The natural requirement of parents of the same nature for producing natural off-spring of the same nature and group membership can be best illustrated by the analogy of a safe deposit box. The box is analogous to a child. It is singular in nature, but in order for it to be available requires the presence of not just one master key but two. One, representing say the father, is held by the bank, while the other is held by the patron of the bank. One key alone is insufficient to open the box. It requires both, just as natural citizenship requires that both parent contributors to the nature of the child be of the same group. They both must have a key from the same bank just as they must have citizenship in the same nation.
If they are not both Americans then their children will not be born as natural citizens of their nation but will be legal citizens only. That could mean that they were born of a father who was naturalized and a mother who was not, or born of immigrant parents, or born abroad having a foreign parent, or born in the U.S. with a foreign parent. Regardless of the circumstances, the children that make up that tiny sliver of the population are not natural citizens of the United States.
There is no down side to that fact unless they are the one in three hundred million who is elected to be President or Vice-President. For that office alone, no legal citizen is allow. One must have been born as a natural citizen of American parents. No one born of a foreign subject of a foreign monarch is constitutionally allowed to be President.
But there are few monarchs ruling in this world anymore. Does that change the Constitution? Not in the least. Today it would be said that no subject or citizen of a foreign power, democracy or dictatorship, is eligible to serve as President because the President of the United States must have been born as a natural citizen via birth to citizen parents. That prohibition would have been a great defense against the unnatural presidency of one Barry Soetoro, aka BAIR-ek o-BAM-uh or Barry for short , but it is also a prohibition against even those who are strong defenders of the Constitution such as Ted Cruz.
In this day and age, his ineligibility is a constitutional technicality that not only does not serve the nation, nor the purpose of the founders and framers of the Constitution, but is actually an enemy of what is best for America’s future. What “conservative” Constitution-honoring American would face the choice of the presidential candidacy of Jed Bush or Mitt Romney, (instigator of Romneycare) or John (accommodationist) McCain and gladly vote for them over a Ted Cruz? Which one offers some hope for the future and the restoration of some semblance of Constitutional fidelity? Which one offers resistance to unconstitutional insolvent government?

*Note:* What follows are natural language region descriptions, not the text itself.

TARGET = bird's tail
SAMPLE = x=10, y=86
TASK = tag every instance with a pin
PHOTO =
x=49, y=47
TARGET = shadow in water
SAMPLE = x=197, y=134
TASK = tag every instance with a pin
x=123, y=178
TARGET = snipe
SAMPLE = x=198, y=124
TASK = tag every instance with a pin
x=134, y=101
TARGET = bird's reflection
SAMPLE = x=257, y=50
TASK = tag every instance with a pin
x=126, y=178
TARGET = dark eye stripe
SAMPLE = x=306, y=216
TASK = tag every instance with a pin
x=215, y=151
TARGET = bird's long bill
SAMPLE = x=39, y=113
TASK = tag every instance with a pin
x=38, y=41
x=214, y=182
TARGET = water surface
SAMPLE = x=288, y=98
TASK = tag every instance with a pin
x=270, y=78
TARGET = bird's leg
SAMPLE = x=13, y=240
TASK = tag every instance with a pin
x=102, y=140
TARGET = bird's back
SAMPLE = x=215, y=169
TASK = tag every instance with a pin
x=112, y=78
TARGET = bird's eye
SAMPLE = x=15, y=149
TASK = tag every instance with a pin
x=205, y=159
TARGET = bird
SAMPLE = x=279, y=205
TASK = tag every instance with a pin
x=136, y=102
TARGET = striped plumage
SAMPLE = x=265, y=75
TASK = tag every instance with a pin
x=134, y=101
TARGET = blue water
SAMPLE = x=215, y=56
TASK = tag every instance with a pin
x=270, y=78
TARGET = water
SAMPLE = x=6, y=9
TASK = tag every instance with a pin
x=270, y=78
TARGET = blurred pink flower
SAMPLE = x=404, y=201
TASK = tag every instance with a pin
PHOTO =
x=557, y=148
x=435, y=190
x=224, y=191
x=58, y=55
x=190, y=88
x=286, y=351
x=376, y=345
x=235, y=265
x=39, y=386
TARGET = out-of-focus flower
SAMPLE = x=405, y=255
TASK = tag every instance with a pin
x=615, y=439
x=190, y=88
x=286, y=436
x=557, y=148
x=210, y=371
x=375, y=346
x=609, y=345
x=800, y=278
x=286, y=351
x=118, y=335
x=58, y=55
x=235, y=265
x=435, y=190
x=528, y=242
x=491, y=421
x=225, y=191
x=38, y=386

Which one stands up for the God-given rights of the individual and not just the security and benefit of the wealthy and ruling class?
If there was a law written to protect families from the dangers of guns, and it prohibited ammunition from being stored at home with one’s weapon, and you lived in a crime-filled neighborhood, would you follow the rule of law for the sake of the rule of law or would you do what was necessary to protect your family?
Now just substitute your nation for your family and the Constitution for the law against ammunition. It’s purpose was for the security of the family/ nation, but its effect might be just the opposite. Which do you defend? Your family/ nation or the law designed to do so but with undesirable side-effects? The future may require that you, and millions of others, make a choice. I hope that choice is a wise one because the future and survival of our nation may depend on it.